Superpowers has grown to over ~152,000 GitHub stars

What makes the Superpowers framework fascinating is that it took these same principles and flipped them. Instead of using persuasion to make AI break its rules, Superpowers uses persuasion to make AI follow better rules.

Even if you never use Superpowers, the underlying moves are portable: authority language, commitment checkpoints, social-proof framing, rationalization rebuttals, and pressure tests can be applied in any agent setup (system prompts, repo-level instruction files, tool wrappers, or "skills" libraries). This is third-party analysis, not official framing from the framework's creators, but the patterns are unmistakable once you know what to look for.

"the underlying moves are portable:" authority language, commitment checkpoints, social-proof framing, rationalization rebuttals, and pressure tests can be applied in any agent setup

The following diagram maps Cialdini's seven persuasion principles to the specific techniques that agentic frameworks use to keep AI agents disciplined (including Unity, which shows up as "we're in this together" partnership framing):

Figure 1: Cialdini's persuasion principles mapped to agentic framework techniques. Each principle from human psychology has a direct analog in how frameworks like Superpowers structure their instructions.

Figure 1: Cialdini's persuasion principles mapped to agentic framework techniques. Each principle from human psychology has a direct analog in how frameworks like Superpowers structure their instructions.

Let us examine the four most impactful principles in detail. (Unity is also powerful in the Wharton paper; it's easiest to apply via partnership language like "we're pairing on this as engineering partners.")

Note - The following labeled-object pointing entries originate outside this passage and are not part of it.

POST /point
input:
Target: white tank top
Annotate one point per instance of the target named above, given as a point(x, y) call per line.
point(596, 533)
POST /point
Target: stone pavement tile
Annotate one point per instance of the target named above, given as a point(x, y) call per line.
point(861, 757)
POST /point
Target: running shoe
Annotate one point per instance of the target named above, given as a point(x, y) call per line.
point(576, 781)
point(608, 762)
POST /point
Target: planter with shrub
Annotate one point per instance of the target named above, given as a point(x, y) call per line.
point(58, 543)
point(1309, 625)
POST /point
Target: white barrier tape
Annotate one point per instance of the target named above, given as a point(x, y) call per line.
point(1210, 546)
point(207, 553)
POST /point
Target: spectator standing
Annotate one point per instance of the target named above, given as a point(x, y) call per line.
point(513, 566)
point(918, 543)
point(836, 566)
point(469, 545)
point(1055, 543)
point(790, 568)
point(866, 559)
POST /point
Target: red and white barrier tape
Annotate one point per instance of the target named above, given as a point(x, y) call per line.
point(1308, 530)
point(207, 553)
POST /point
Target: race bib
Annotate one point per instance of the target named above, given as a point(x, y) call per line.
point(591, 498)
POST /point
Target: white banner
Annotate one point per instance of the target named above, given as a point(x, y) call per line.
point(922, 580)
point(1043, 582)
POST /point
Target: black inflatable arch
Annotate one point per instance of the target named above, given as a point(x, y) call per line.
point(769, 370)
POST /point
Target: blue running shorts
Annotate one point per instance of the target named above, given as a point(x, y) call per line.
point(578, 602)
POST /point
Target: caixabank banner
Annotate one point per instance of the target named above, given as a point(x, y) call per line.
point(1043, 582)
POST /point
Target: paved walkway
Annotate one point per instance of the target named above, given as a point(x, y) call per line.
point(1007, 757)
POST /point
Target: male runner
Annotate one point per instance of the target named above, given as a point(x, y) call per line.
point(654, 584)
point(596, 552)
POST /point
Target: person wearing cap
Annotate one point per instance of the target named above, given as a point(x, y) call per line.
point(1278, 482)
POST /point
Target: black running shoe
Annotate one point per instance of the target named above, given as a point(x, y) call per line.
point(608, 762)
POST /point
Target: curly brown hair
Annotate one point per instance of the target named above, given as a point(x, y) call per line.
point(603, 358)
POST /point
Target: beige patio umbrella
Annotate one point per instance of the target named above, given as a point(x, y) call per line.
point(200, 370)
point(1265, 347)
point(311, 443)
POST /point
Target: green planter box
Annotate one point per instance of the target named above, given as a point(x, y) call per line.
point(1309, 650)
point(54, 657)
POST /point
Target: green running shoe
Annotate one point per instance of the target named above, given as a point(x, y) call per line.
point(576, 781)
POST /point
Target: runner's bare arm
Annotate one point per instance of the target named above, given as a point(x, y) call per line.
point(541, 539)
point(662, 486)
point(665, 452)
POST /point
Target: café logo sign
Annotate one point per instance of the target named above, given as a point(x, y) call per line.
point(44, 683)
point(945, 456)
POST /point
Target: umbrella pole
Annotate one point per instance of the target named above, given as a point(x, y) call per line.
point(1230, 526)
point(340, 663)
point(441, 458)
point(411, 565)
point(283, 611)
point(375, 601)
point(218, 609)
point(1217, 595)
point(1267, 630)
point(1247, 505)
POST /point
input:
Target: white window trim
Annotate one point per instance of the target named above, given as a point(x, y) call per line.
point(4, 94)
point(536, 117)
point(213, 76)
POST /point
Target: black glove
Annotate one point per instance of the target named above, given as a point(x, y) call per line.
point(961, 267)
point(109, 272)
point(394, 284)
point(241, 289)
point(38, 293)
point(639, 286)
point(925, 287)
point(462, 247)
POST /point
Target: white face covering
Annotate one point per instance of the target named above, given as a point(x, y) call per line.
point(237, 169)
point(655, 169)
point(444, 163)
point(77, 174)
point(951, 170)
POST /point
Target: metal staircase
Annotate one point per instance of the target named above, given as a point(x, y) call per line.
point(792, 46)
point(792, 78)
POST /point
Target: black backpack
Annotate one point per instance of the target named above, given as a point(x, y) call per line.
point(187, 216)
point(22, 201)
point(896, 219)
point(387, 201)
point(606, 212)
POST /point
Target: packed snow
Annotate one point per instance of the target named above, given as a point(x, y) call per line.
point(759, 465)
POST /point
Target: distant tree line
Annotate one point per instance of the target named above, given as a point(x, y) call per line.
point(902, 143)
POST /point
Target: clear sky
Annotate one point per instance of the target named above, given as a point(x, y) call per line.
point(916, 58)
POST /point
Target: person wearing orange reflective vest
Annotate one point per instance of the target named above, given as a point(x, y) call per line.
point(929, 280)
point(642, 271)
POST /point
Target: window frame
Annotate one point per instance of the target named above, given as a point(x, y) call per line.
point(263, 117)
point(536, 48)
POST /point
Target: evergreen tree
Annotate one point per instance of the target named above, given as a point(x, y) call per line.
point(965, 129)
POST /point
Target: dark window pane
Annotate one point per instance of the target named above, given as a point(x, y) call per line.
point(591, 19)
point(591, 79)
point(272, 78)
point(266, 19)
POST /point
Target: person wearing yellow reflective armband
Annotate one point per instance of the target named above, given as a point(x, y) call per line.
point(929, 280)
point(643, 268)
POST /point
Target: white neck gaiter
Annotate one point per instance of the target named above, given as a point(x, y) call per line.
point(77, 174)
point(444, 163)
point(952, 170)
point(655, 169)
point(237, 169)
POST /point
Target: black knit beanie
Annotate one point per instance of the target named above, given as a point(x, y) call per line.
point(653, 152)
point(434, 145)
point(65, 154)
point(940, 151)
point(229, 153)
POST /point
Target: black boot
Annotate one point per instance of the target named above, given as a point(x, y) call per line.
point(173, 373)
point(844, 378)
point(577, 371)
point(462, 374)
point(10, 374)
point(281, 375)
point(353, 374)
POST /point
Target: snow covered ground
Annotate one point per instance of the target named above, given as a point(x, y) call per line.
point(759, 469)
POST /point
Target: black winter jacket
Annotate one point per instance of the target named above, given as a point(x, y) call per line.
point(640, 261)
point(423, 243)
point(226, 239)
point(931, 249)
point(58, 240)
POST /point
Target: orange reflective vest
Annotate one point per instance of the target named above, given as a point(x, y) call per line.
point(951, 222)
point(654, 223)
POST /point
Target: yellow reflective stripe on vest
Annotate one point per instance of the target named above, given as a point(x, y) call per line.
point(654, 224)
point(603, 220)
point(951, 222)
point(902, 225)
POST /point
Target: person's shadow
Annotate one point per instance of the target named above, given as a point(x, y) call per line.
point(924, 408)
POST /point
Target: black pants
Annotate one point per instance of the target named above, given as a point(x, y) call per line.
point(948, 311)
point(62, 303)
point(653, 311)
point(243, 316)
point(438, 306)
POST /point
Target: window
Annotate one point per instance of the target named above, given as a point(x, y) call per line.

Authority: "This Is Non-Negotiable"

Cialdini's authority principle states that people comply more readily with directives from perceived authorities. In the "Call Me a Jerk" study, authority claims made the AI 65% more likely to comply with requests it would normally refuse.

Superpowers: Persuasion to prompt translation engine

Superpowers leans heavily on authority language. The TDD skill opens with "NO PRODUCTION CODE WITHOUT A FAILING TEST FIRST" in capitals. The meta-skill declares: "This is not negotiable. This is not optional. You cannot rationalize your way out of this." The framework does not suggest best practices. It issues commands with the linguistic confidence of a senior engineer who has seen every shortcut fail.

Here is what that looks like in practice. The using-superpowers meta-skill establishes a three-tier priority system:

Priority Order

  1. User's explicit instructions (highest priority)
  2. Superpowers skills (override default behavior)
  3. Default system prompt (lowest priority)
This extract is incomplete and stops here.